Asitektur Indonesia terdiri dari klasik-tradisional, vernakular dan kontemporer. Arsitektur klasik-tradisional adalah bangunan yang dibuat pada zaman kuno. Arsitektur vernakular adalah bentuk lain dari tradisional, merupakan arsitektur yang terbentuk dari proses yang berangsur lama dan berulang-ulang sesuai perilaku, kebiasaan, dan kebudayaan masyarakat setempat. Vernakular berasal dari bahasa Latin (vernacullus) yang berarti lokal, domestik, asli, atau pribumi. Sedangkan arsitektur baru atau kontemporer lebih banyak menggunakan materi dan teknik konstruksi baru, seperti semen dan bahan-bahan modern lainnya, serta menerima pengaruh dari masa kolonial Belanda ke era pasca kemerdekaan. Proses panjang dan perkembangan itulah yang menjadikan arsitektur tradisional di Indonesia menjadi lebih beragam, kaya dan beberapa rumah tradisional yang ditampilkan kali ini menjadi “tampak berbeda” dari bentuk aslinya/ atau semula.
Rumah vernakular yang banyak ditemukan di pedesaan, dibangun menggunakan bahan-bahan alami seperti atap ilalang, bambu, anyaman bambu, kayu kelapa, dan batu. Bangunan tersebut dibuat menyesuaikan dan selaras dengan lingkungan setempat. Rumah-rumah di pedalaman Indonesia masih banyak yang menggunakan bambu, namun seiring proses modernisasi, bangunan bambu ini sedikit demi sedikit berganti dengan bangunan dinding bata. Indonesia memiliki budaya yang sangat beragam. Keanekaragaman di setiap daerah memiliki karakter atau ciri yang menjadi icon di wilayahnya. Demikian juga di dalam dunia arsitektur, masyarakat lokal mengangkat budaya mereka dan mengimplementasikannya dalam bentuk bangunan yang dijadikan sebagai bangunan suci, tempat tinggal, tempat bermusyawarah dan atau untuk keperluan lainnya.
Perkembangan arsitektur yang begitu cepat dan beragam membuat dunia arsitektur Indonesia mengalami perubahan cukup signifikan karena keberadaan masyarakat yang dapat menerimanya dengan baik, walaupun sebagian yang lain ada juga yang menolaknya, karena kepercayaan yang masih melekat dalam diri mereka.
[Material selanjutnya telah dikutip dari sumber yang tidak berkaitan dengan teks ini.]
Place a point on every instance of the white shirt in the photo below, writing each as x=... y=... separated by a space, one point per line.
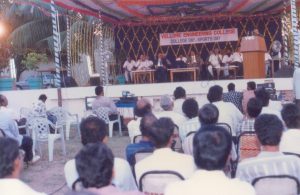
x=123 y=178
x=168 y=160
x=178 y=119
x=290 y=141
x=9 y=125
x=236 y=57
x=214 y=59
x=226 y=59
x=228 y=113
x=16 y=187
x=129 y=65
x=134 y=128
x=210 y=183
x=178 y=106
Keragaman budaya Indonesia juga terlihat dari keaneka-ragaman khas arsitektur rumah tradisionalnya, yang beragam bentuknya sesuai banyaknya suku-suku yang tinggal di berbagai daerah Nusantara. Dari bermacam-macam gaya arsitektur rumah tradisional tersebut, ternyata satu sama yang lain memiliki kemiripan dan ciri-ciri tertentu, di antaranya adalah sebagai berikut:
1. Berpondasi Tiang Kayu, seperti perkampungan Baduy dan Batak Karo, kita akan menjumpai hunian berbentuk rumah panggung yang menggunakan tiang kayu sebagai pondasi utamanya. Rumah panggung akan sangat berguna di saat banjir. Celah pada lantai rumah panggung pun dapat berfungsi sebagai ventilasi ketika cuaca panas. Selain itu, manfaat rumah berbentuk panggung adalah pada bagian bawahnya biasanya dijadikan ruang untuk menyimpan hasil panen atau tempat memelihara hewan ternak. Di daerah tertentu, bagian bawah rumah panggung juga berfungsi sebagai tempat perlindungan dari ancaman binatang buas yang bisa sewaktu-waktu menyerang.
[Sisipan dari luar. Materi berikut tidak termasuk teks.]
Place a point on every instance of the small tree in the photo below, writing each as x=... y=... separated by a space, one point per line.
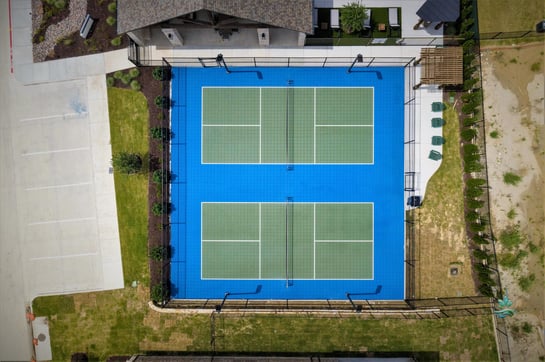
x=352 y=17
x=159 y=253
x=159 y=293
x=126 y=162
2. Ciri berikutnya adalah memiliki “bubungan” atau puncak atap yang memanjang, seperti rumah masyarakat Batak Karo, Minangkabau, dan rumah bangsawan Toraja serta terlihat juga pada atap rumah di Jawa. Atap yang memanjang artinya atap utama rumah cenderung panjang menjauhi dinding bangunan dan berfungsi sebagai unsur utama hunian. Rumah-rumah tradisional Jawa dapat diklasifikasikan menurut bentuk atapnya dari yang terendah ke tertinggi, yaitu Kampung, Limasan dan Joglo. Dahulu kala, bentuk atap rumah tradisional Jawa dapat mencerminkan strata penghuninya yang diidentifikasikan sebagai rakyat biasa, dengan bentuk atap yang paling sederhana (Kampung). Sedangkan atap Limasan digunakan untuk rumah keluarga Jawa yang memiliki status sosial lebih tinggi. Sedangkan Joglo adalah bentuk atap yang paling khas dan rumit. Atap Joglo diidentikkan dengan tempat tinggal para bangsawan (keraton, kediaman resmi, bangunan pemerintah, dan rumah bangsawan Jawa atau nigrat).
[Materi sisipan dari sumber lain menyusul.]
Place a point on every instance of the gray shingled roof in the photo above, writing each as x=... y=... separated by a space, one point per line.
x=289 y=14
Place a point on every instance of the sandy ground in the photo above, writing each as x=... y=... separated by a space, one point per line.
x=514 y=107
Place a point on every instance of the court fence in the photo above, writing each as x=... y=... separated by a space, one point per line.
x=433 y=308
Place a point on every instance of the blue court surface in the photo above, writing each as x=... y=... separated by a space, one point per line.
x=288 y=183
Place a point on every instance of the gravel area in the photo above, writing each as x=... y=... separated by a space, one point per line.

3. Penggunaan material alam sebagai bahan bangunan merupakan wujud penghormatan dan pemanfaatan sumber daya alam yang melimpah serta wujud terimakasih masyarakat Indonesia kepada Tuhan pencipta alam. Material bangunan hampir seluruhnya berasal dari alam, diantaranya kayu, bambu, ijuk, serta bermacam dedaunan dan serat tanaman. Bahan-bahan tersebut digunakan dengan teknik pengolahan dan pembangunan yang kaya tradisi dan kearifan lokal. Misalnya bangunan di Bali yang masih menggunakan bambu dan kayu sebagai bahan utama bangunannya, serta penggunaan paku atau teknik ikat untuk menyatukan aneka material bangunan. Sifat material alami ini mampu menyesuaikan suhu ruangan dan membuat orang-orang modern sangat nyaman dan menyukainya. Faktanya, bangunan rumah dengan material alami juga bisa mencapai umur 90 hingga 100 tahun.
Rumah tradisional yang ditampilkan dari 34 provinsi kali ini tidak hanya menjadi ikon daerah atau provinsi saja, namun dimaksudkan juga untuk meyakinkan kaum millenial para penerus bangsa, bahwa nenek moyang bangsa yang besar ini memiliki keahlian di bidang arsitektur. Para arsitek rumah tradisional tidak hanya mementingkan kegunaan rumah yang dibangunnya, tetapi juga mempertimbangkan nilai dan makna yang terkandung dalam bentuk bangunan tersebut. Karena rumah tradisional adalah bagian dari kekayaan budaya Indonesia, wajib tentunya bagi kita untuk mengabadikan, mengetahui dan memahaminya.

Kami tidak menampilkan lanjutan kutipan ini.